In Becerra’s eyes, a Census that asks important and useful questions like who’s actually a citizen is all part of an insidious plot to deny California seats in Congress. As CNBC reported:

“According to Becerra, the U.S. Constitution requires an actual count of the population in the decennial census, regardless of citizenship status. Including a question about citizenship could intimidate or discourage people and result in an inaccurate census that might ‘translate into several million people not being counted,’ [Becerra] said.”

Indeed, the power of various states—and who counts toward federal representation and presidential electoral votes—is at the crux of this argument. Becerra’s lawsuit notes that the Golden State “has more foreign-born residents (over 10 million) and non-citizens (over 5 million) than any other state.”

California, with 53 Congressmen and -women, is a behemoth. Its 55 electoral votes, pretty much ceded to the Democratic Party’s candidate every four years without a fight, equal more than one-fifth of the votes needed to be elected president.
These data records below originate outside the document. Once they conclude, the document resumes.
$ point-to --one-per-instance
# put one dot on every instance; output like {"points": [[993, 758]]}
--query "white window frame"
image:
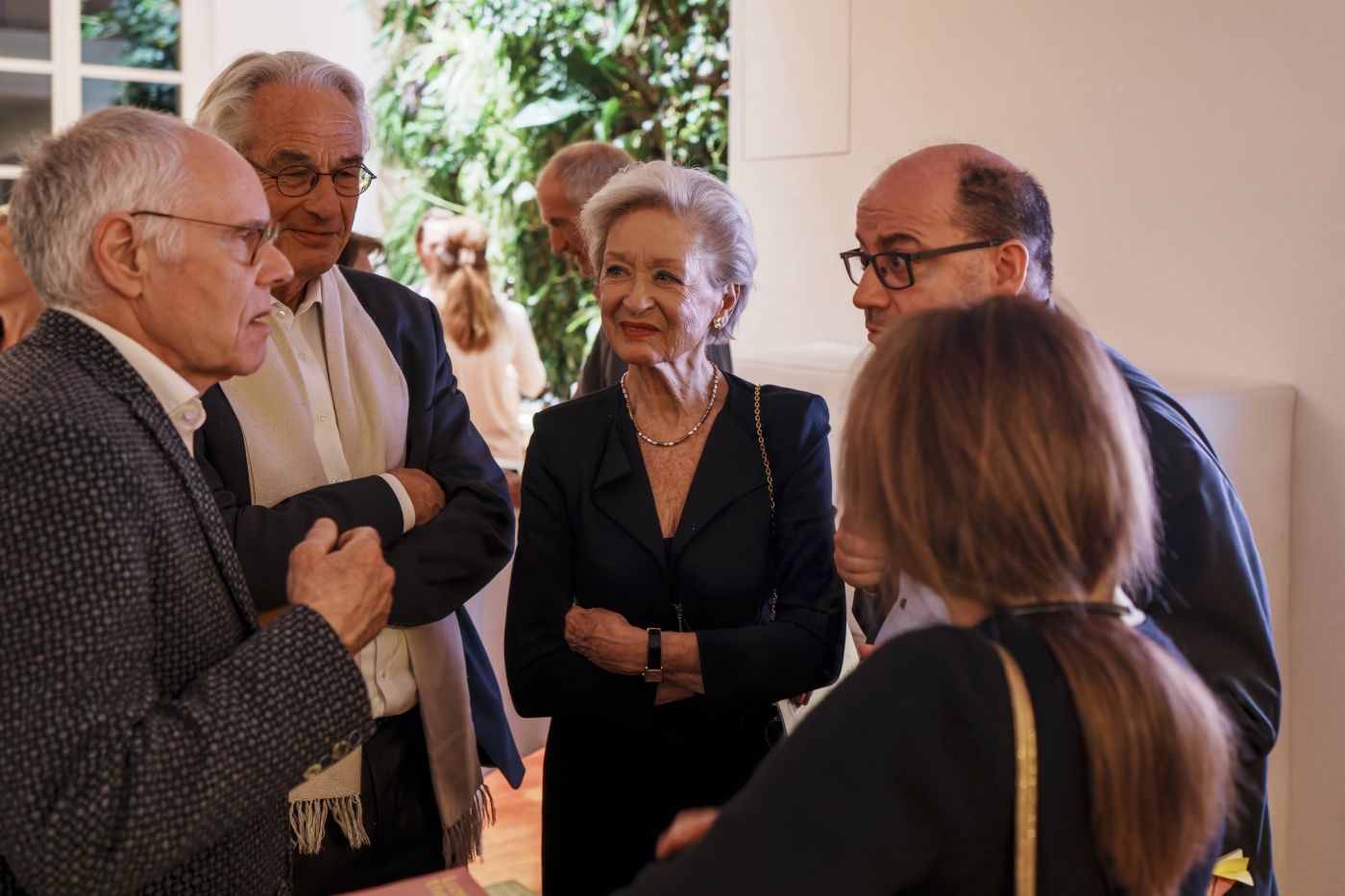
{"points": [[67, 70]]}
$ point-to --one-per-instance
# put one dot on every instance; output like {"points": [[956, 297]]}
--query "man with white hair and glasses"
{"points": [[151, 731], [356, 416]]}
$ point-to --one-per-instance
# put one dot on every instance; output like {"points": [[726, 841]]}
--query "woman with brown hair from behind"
{"points": [[490, 341], [997, 452]]}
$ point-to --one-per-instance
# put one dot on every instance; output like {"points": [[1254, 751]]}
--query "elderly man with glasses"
{"points": [[959, 224], [151, 731], [356, 416]]}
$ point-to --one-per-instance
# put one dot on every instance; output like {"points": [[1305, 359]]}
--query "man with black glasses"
{"points": [[355, 415], [958, 224]]}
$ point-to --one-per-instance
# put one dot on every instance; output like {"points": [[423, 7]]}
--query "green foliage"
{"points": [[150, 31], [480, 93]]}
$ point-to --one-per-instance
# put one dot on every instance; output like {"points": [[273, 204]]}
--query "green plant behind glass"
{"points": [[480, 93], [150, 31]]}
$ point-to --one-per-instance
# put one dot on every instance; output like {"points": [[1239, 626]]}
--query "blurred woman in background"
{"points": [[19, 302], [490, 341], [997, 452]]}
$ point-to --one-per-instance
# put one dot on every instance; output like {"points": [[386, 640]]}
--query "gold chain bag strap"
{"points": [[795, 708], [1025, 765]]}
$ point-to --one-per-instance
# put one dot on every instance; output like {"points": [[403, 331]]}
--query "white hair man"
{"points": [[151, 729], [569, 180], [355, 415]]}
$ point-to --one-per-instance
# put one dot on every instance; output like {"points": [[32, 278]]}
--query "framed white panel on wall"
{"points": [[62, 58], [795, 84]]}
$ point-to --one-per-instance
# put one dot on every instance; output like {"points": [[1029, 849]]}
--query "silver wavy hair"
{"points": [[117, 159], [699, 201], [225, 109]]}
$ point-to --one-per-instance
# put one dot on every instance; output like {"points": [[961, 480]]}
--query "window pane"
{"points": [[26, 29], [98, 93], [141, 34], [24, 111]]}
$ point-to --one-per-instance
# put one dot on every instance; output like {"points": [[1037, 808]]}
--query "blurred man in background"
{"points": [[568, 181]]}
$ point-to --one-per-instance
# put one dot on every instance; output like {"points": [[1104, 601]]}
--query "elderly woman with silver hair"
{"points": [[674, 572]]}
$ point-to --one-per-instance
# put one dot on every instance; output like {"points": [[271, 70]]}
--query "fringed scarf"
{"points": [[372, 402]]}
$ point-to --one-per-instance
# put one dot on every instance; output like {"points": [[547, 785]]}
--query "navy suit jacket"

Those 5 million-plus non-citizens, many here illegally, have a lot to do with that electoral strength.

Becerra and other state officials, including Gov. Jerry Brown and Lt. Gov. Gavin Newsom, are pushing to ensure that California continues to bolster its political strength by counting people who aren’t supposed to be here towards its federal representation.
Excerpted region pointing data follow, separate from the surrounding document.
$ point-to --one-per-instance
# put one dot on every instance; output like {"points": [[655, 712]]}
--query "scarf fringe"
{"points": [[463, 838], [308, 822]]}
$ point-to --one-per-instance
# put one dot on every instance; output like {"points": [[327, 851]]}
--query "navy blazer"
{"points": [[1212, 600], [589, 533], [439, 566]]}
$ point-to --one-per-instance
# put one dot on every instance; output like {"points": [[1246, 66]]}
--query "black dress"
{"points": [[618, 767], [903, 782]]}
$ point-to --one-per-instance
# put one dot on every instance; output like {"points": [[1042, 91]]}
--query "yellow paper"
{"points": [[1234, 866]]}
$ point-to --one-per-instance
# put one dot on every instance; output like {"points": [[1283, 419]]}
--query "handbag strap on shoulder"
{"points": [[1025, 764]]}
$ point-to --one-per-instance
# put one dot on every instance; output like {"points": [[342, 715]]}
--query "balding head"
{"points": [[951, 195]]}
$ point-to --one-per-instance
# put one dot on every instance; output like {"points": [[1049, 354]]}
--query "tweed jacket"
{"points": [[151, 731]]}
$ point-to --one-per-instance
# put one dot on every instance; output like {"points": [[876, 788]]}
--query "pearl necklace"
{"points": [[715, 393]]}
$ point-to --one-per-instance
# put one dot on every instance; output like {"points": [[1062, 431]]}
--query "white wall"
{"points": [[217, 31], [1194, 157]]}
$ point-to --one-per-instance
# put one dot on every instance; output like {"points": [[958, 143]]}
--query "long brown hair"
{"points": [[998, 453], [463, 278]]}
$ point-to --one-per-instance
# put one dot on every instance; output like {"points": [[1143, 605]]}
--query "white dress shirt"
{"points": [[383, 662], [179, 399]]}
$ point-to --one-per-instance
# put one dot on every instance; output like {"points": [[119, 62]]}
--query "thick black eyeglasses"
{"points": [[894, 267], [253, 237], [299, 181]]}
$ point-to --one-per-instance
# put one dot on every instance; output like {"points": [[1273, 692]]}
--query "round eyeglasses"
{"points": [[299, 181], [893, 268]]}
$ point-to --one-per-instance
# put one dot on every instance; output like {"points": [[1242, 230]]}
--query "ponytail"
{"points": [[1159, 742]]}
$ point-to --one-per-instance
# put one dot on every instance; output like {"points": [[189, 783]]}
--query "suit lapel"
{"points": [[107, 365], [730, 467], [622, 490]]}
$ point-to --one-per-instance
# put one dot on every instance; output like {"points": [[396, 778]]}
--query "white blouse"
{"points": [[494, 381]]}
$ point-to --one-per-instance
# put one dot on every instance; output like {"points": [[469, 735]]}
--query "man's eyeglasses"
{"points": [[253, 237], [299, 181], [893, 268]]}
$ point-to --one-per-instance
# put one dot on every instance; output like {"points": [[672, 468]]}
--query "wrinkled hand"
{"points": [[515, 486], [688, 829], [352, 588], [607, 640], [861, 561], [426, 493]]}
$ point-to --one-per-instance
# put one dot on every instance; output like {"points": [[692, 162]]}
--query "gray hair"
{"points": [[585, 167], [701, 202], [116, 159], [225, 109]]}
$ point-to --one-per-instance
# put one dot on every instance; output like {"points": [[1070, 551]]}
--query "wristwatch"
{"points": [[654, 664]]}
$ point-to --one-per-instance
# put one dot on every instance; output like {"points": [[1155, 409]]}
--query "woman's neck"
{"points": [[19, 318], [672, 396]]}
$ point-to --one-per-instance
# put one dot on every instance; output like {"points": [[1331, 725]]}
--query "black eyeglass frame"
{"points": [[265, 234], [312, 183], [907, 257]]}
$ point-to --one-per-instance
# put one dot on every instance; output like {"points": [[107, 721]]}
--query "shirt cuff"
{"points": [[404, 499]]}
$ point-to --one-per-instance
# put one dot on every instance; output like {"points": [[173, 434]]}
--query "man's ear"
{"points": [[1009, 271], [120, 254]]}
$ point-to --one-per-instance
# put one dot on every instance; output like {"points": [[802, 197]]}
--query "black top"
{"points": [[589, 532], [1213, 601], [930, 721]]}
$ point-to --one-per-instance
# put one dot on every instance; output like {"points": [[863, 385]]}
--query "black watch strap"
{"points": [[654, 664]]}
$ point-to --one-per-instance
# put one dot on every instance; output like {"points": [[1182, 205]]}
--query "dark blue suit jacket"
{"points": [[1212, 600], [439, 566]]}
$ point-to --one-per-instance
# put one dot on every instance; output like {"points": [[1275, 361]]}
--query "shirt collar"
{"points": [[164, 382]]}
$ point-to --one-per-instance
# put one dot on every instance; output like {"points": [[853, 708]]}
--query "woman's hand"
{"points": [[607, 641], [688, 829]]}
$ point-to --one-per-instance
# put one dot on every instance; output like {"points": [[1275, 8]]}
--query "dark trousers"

This actually is a bizarre restatement of the original problem that Article I, Section 2 of the Constitution sought to address as it laid out the Census and how representation in Congress would work, offered up the “Three-Fifths Compromise.” This nefarious portion of the Founding Document determined that slave states, primarily in the South, would be able to count each slave—certainly not “free persons” with voting rights—at a rate of three-fifths that of their free counterparts.

The Antebellum South, of course, wanted to inflate its population relying on a fuller count of people debarred actual civic participation, so that it would have more seats in Congress—and more power shaping federal legislation. This particular issue, among others, would come to a head some eight decades later at places with names like Shiloh, Antietam, and Gettysburg.
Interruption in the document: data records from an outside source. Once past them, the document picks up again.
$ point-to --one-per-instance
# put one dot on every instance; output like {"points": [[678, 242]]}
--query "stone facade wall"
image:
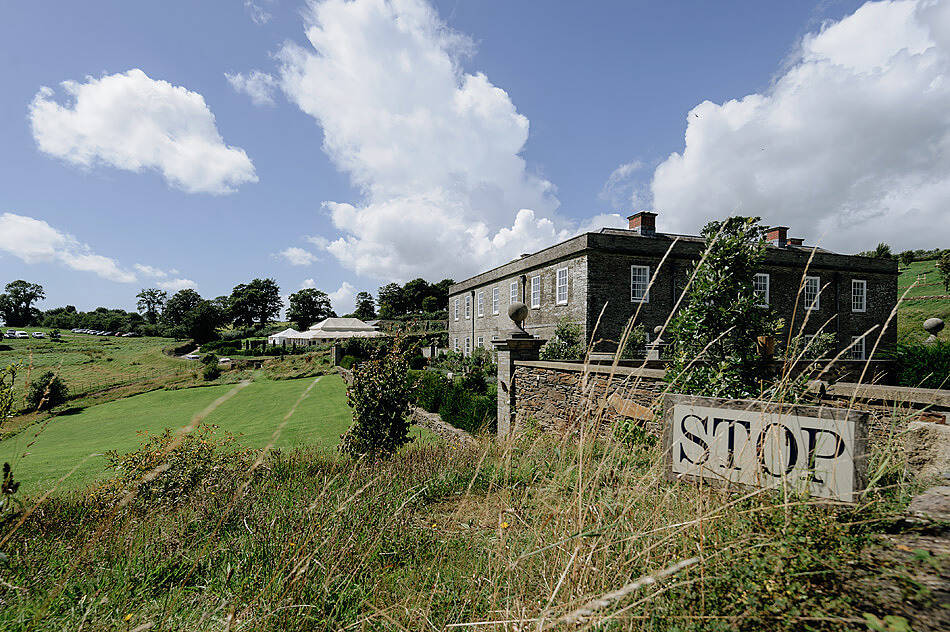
{"points": [[541, 321], [559, 395], [609, 266], [600, 289]]}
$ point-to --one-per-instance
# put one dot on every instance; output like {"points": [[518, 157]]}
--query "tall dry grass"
{"points": [[572, 530]]}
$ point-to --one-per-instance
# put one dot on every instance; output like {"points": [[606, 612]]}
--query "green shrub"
{"points": [[566, 343], [211, 372], [379, 396], [723, 316], [430, 389], [167, 467], [822, 345], [47, 392], [924, 366]]}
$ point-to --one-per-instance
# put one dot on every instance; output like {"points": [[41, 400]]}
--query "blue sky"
{"points": [[343, 145]]}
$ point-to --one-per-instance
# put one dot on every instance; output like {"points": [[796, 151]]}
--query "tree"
{"points": [[309, 306], [379, 396], [150, 303], [722, 317], [179, 306], [258, 301], [186, 314], [943, 266], [365, 306], [16, 303], [414, 292], [391, 301]]}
Xavier Becerra’s effort to count non-citizens with no voice in government toward the political power enjoyed by his state’s elite is nothing new in American history, and it’s no more honorable today than it was two centuries ago when Southern states holding men and women in bondage sought the same thing.

About the author

C.W. Peck

C.W. Peck has spent nearly a quarter century working in journalism, state and local politics, and national political polling. A former Army officer, he lives north of Buffalo, N.Y. He likes fast cars and SIG Sauer pistols.